A significant part of the family welfare policies contained in the 2017 Budget Law has been destined to the retired persons. In fact, the government provided for an increase of the 14-month pension to low income retirees and IRPEF deduction for pension incomes. However, the overall impact of the measure is scarcely effective in terms of horizontal equity, since it takes into account only individual rather than household income and, more importantly, than other income accruing.

The Budget Law, in modifying the regulation of 14-month pay – that is the additional sum grated annually to low-pension retirees – first introduced in 2007, broadened the range of beneficiaries and increased its amount. It also widened the no-tax area, i.e. the income tax threshold for IRPEF exemption.

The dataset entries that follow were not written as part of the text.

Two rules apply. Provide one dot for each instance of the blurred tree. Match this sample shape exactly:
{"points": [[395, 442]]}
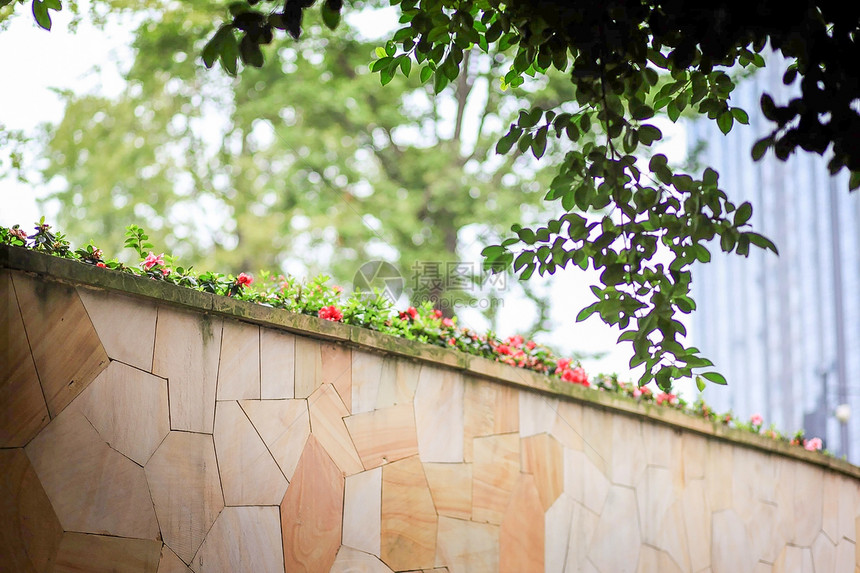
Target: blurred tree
{"points": [[311, 162]]}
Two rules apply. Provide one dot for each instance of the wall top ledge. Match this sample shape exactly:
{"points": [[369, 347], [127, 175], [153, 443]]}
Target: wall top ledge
{"points": [[75, 272]]}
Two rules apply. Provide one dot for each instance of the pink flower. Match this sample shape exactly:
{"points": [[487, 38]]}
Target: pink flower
{"points": [[331, 313], [516, 340], [813, 444], [152, 260]]}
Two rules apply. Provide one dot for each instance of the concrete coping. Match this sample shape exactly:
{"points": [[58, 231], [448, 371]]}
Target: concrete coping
{"points": [[77, 273]]}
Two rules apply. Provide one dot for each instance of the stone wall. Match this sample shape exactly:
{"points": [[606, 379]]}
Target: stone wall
{"points": [[161, 430]]}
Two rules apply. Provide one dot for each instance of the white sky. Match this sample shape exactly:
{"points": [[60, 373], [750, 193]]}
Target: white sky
{"points": [[84, 61]]}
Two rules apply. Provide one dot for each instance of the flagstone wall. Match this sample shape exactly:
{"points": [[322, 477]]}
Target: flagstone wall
{"points": [[162, 431]]}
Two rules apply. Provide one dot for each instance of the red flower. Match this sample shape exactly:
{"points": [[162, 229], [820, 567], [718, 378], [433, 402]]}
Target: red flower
{"points": [[152, 260], [331, 313]]}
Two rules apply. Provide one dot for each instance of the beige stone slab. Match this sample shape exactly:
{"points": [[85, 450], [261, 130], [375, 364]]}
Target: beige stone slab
{"points": [[312, 512], [830, 505], [337, 370], [730, 550], [439, 415], [249, 474], [557, 534], [93, 488], [242, 539], [171, 563], [183, 480], [23, 407], [808, 504], [187, 348], [350, 560], [655, 494], [239, 366], [467, 547], [495, 472], [101, 554], [794, 559], [672, 536], [385, 435], [113, 315], [652, 559], [522, 533], [697, 523], [537, 413], [849, 508], [574, 474], [628, 459], [567, 427], [30, 532], [408, 539], [362, 511], [543, 457], [451, 488], [719, 469], [583, 525], [128, 408], [368, 370], [398, 383], [615, 546], [65, 347], [595, 485], [309, 370], [327, 413], [277, 364], [284, 426], [488, 408], [597, 438], [824, 554]]}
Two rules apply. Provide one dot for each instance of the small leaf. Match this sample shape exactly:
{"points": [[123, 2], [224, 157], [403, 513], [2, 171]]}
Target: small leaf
{"points": [[725, 121], [715, 377]]}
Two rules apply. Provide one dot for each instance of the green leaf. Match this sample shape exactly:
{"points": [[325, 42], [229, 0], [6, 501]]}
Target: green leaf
{"points": [[740, 115], [762, 242], [40, 13], [715, 377], [760, 147], [405, 65], [725, 121], [743, 214], [587, 311], [331, 17]]}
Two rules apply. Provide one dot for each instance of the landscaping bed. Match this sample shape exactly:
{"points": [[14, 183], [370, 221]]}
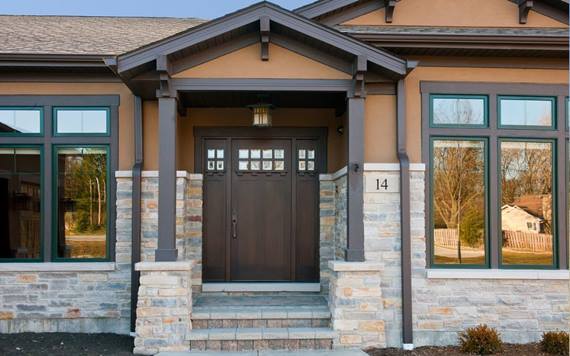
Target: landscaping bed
{"points": [[64, 344], [508, 350]]}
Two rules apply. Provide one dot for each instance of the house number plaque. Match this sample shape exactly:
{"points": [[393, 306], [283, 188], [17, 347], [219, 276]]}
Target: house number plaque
{"points": [[381, 183]]}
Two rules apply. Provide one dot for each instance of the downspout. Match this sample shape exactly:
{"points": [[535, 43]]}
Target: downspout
{"points": [[405, 218], [136, 209]]}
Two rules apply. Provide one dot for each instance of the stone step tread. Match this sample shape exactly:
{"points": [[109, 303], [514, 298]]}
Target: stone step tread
{"points": [[237, 313], [268, 353], [261, 334]]}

The distributive effects of the measures provided for in the Budget Law can be appreciated by analyzing the percentage distribution of the higher expenses for the 14-month pays and the lower revenues due to changes in IRPEF for quintiles of equivalent household income in Tuscany. Both measures are benchmarked against the personal rather than the household income, consequently the distributive effect cannot be given for granted. The 14-month pay covers by definition only low pensions, but it cannot promise that it will benefit families in the lower sections of income distribution. Besides, recipients may hold more than just one retirement pension, which together grow their overall revenue. The changes introduced in the IRPEF rates provide for a system of decreasing deductions for larger individual incomes, but conceivably they favour pensioners with a personal income below even the level of 55,000 Euros.

The higher expenses deriving from the increase of 14-month pays concern 67% of families in the first two quintiles of the equivalent household income distribution, but, at the same time, a 15% of expenditure is destined to benefit two of the richer quintiles. The latter effect is even stronger for IRPEF deductions, since the corresponding lower revenues derive from 62% of households in the first three quintiles, and 38% in the higher quintiles in the income distribution.